Jul 14, 2017 09:14 PM IST | Source:

Infosys CEO arrives in a driverless cart, firm to bet big on AI

The point of building the autonomous vehicle at Infosys' Mysore facility, CEO said was to re-skill and up-skill employees with new emerging technologies such as Artificial Intelligence.

Infosys today emphasized its focus on Artificial Intelligence as the future revenue driver, and to stress the point further, CEO Vishal Sikka arrived at the quarterly media briefing at it's Bengaluru headquarters in a driver-less cart developed in-house.

The point of building the autonomous vehicle at Infosys' Mysore facility, Sikka said was to re-skill and up-skill employees with new emerging technologies like Artificial Intelligence.

The company has trained 3,000 of its employees on AI, till now.

The company, which introduced an AI platform Nia in April, attributed 8.3 percent of the total revenues to the new services.

Sikka said that the company has been working on products based on new technologies since last two years, but started to report revenues from them starting Q1 of this year.

These services include Cloud Ecosystem, Big Data and Analytics, Cyber Security, and IoT Engineering Services.

Sikka also mentioned that nearly 50 percent of incremental revenues came from these services in last two years.

“We expect strong growth in the new services. It is deeply aligned to the priorities of the client that have gradually shifted to emerging technologies such as AI, cloud, machine learning, and so on,” Sikka said.

On cost optimization

Infosys on Friday reported a better than expected Q1 results.

Its profits for the quarter grew 1.4 percent to Rs 3,483 crore and revenue grew 1.8 percent to Rs 17,078 crore. The growth was a result of better efficiency, better utilization, and improved operation controls, which helped the company remain stable even as business remained muted in its main markets, such as North America.

The US market accounts for 60 percent of business for Infosys.

Infosys had posted a profit of Rs 3,436 crore on a revenue of Rs 16,782 crore in the same quarter last year.

Sikka said, the surge in revenue per employee in the last six months, reflects the successful implementation of optimization efforts.

The revenue per employee for Infosys stood at about USD 52,000.

“That is something I am quite happy about and that is a result of much higher utilization, much higher adoption of automation and all of these factors kicking in,” he said at the media briefing.

India’s USD 150 billion IT industry has been at crossroads as the growing popularity of robotics and automation among its key clients has forced the legacy companies to reinvent themselves.

Muted market sentiment

In terms of verticals, the banking and financial sector remained muted, as clients remain wary of US president Trump’s visa policy.

But the Infosys management is expecting the spending to pick up during the second half of the financial year.

“The overall sentiment is the same overall. The growth is muted, but there is positivity. TCS result reflects the same,” Sikka said pointing to its bigger rival.

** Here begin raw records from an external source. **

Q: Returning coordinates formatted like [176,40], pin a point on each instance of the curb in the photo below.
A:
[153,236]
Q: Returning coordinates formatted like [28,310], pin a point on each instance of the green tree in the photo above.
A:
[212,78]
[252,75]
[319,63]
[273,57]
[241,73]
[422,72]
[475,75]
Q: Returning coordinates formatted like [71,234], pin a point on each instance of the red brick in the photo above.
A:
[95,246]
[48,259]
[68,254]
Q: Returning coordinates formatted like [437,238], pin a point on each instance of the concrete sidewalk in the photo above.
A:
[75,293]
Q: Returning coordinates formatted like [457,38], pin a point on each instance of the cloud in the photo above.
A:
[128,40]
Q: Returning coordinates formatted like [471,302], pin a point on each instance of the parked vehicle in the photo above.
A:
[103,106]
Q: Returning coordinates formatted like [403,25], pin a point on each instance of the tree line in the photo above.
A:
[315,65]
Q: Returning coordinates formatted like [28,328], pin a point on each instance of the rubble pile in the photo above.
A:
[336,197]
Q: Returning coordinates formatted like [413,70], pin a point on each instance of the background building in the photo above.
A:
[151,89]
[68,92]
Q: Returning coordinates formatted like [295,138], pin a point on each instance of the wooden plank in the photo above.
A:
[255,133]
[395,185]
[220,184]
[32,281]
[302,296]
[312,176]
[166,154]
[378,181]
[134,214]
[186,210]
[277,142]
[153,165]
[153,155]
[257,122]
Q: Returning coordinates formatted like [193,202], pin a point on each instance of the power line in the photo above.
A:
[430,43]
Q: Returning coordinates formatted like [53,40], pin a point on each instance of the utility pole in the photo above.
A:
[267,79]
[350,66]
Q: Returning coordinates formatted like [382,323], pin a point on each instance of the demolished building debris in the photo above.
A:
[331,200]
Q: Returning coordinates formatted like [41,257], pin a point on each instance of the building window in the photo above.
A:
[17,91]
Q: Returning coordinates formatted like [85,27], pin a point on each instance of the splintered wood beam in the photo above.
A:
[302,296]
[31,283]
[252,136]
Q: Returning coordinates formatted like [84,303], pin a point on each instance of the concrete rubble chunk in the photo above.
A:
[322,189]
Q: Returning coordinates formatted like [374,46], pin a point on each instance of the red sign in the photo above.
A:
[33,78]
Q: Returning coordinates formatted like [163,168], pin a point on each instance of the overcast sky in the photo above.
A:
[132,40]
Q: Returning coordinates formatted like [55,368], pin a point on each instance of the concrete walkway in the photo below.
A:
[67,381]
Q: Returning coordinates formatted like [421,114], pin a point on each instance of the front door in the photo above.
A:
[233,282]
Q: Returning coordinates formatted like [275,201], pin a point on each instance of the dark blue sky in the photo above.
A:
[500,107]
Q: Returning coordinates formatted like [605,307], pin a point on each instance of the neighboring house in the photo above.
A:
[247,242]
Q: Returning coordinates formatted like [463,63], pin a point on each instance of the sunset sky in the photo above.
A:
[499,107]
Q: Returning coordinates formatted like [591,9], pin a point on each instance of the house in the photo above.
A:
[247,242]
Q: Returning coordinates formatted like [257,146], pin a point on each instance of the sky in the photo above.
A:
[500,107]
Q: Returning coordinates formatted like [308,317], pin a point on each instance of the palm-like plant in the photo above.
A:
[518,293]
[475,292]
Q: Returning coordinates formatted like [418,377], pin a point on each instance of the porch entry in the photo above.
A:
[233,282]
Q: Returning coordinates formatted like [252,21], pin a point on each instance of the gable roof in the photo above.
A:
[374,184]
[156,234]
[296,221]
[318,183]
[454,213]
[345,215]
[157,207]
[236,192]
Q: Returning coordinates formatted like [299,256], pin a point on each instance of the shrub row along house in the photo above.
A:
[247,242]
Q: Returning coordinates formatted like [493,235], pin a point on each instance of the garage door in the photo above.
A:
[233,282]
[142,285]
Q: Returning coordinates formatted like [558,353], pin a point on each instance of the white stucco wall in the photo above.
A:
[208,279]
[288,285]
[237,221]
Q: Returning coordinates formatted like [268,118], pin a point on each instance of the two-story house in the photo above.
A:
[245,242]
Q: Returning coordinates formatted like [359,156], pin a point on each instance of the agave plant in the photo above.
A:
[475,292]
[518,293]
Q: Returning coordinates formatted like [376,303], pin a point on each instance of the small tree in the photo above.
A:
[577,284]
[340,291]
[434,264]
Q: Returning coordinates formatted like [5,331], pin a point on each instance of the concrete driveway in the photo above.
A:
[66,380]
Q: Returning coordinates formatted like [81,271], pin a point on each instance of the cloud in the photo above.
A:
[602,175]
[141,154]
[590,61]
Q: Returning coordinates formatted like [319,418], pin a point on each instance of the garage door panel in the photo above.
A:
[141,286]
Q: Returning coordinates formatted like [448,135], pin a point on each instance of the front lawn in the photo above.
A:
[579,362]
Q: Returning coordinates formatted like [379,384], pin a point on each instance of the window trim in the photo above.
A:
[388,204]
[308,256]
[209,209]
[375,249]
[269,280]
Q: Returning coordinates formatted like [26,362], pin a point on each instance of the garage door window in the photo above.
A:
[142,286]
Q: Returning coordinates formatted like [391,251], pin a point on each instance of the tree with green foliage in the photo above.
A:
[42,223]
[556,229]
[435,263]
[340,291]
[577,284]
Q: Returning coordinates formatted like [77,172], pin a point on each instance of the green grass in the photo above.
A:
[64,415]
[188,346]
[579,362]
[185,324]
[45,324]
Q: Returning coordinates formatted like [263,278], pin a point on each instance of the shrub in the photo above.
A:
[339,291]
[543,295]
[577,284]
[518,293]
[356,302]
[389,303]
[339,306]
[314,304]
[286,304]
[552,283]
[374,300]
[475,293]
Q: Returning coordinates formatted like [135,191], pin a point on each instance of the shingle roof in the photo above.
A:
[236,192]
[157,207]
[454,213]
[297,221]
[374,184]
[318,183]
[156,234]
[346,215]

TCS on Thursday reported a 10.1 percent dip in consolidated net profit on a quarter-on-quarter basis to Rs 5,945 crore.

The IT major had reported a net profit of Rs 6,318 crore in the corresponding quarter of last fiscal.

TCS’s operating margins were also muted at 23.4 percent, after a drop of 230 basis points sequentially.

The operating margin for Infosys also dipped, although slightly, to 24.1 percent.

The dip could have been higher with variable compensation and visa costs eroding margins by 140 basis points, while rupee appreciation cost another 80 basis points.

But some of that loss was offset by improved utilization at 84 percent, compared to 80 percent last year.

Forward projections

For the next quarter, the company said the operating margins can be anywhere between 23 and 25 percent.

Sikka said the projections have taken in account the impact of a 6 percent increase in average compensation.

“We will announce compensation hikes and we are also ramping up the US talent model, the training content and style,” the Chief Financial Officer of Infosys, MD Ranganath said.

Ranganath is now moving to the US to execute the company’s plans to hire 10,000 people in the coming few years.

Infosys is also setting up two new hubs in the US, in addition to two existing ones in Indiana and North Carolina.

“Hiring in US is not a reaction to their visa rules; it is more from the standpoint of business. The dynamics of technology are changing and it is a strategic move,” Sikka said.

In India, Infosys has extended offers of appointments to 19,000 people, who will join the company in the course of the year, in line with the company’s statement in June this year.

However, the consolidated attrition rate of the company increased to 21% during the quarter, ending with a headcount of 198,553. The total number of new employees who joined the company during the quarter stood at 8,645.